With Peata Larkin’s ‘Tuhourangi Tapestry’, instead of thinking about the configurations of a line as it migrates across the surface of a canvas the viewer thinks about the movement of the paint through the supporting material, and the construction of painted planes in cross-section. Larkin applies her paint from behind an encrusted surface that she builds up on stretched nylon gardening mesh. Also distinctive are patterned elements referring to tukutuku panels that seem to be added from the front. The other method of applying paint from behind allows the paint to seep through small holes in the clotted surface so you get delicate, random formations of dots and globs.
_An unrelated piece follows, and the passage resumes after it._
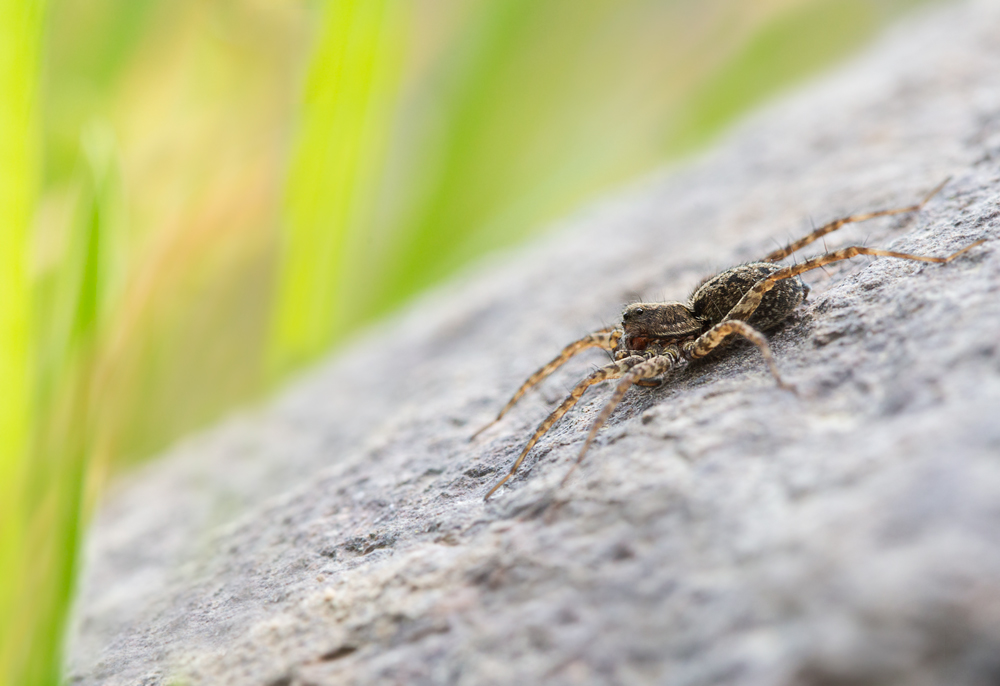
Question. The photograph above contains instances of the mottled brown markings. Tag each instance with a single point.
(652, 338)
Their fineness of detail and use of pale tones makes them look a little like a scientific diagram, some sort of thermal, aural or chemical scan.


Murray Green’s resin paintings look like PVA, melted icing and even ejaculate running down the surface of the board panel – and so can amuse, seduce or repulse. The dribbly, translucent (usually) white resin looks sugary and viscous. It is not milky but thicker in consistency as it allows the darker secondary colours underneath to peek through.

There is a dodgy (but playful) aspect to Green’s paintings that I like. They start off looking decorous, yummy (even lickable) but if you think about them too much they turn creepy, possibly pornographic. Great conversation starters, they turn our ideas away from the effects of light on constructed surfaces in galleries to a new direction - the facts of our soft and brittle (potentially disgusting) bodies with their seemingly ubiquitous troublesome orifices: runny noses, dribbly mouths and leaking genitals. Their possible interpretations mix humour with mortification of the flesh, funny talk that is also 'cross', a peculiar mix of earthiness with puritanism.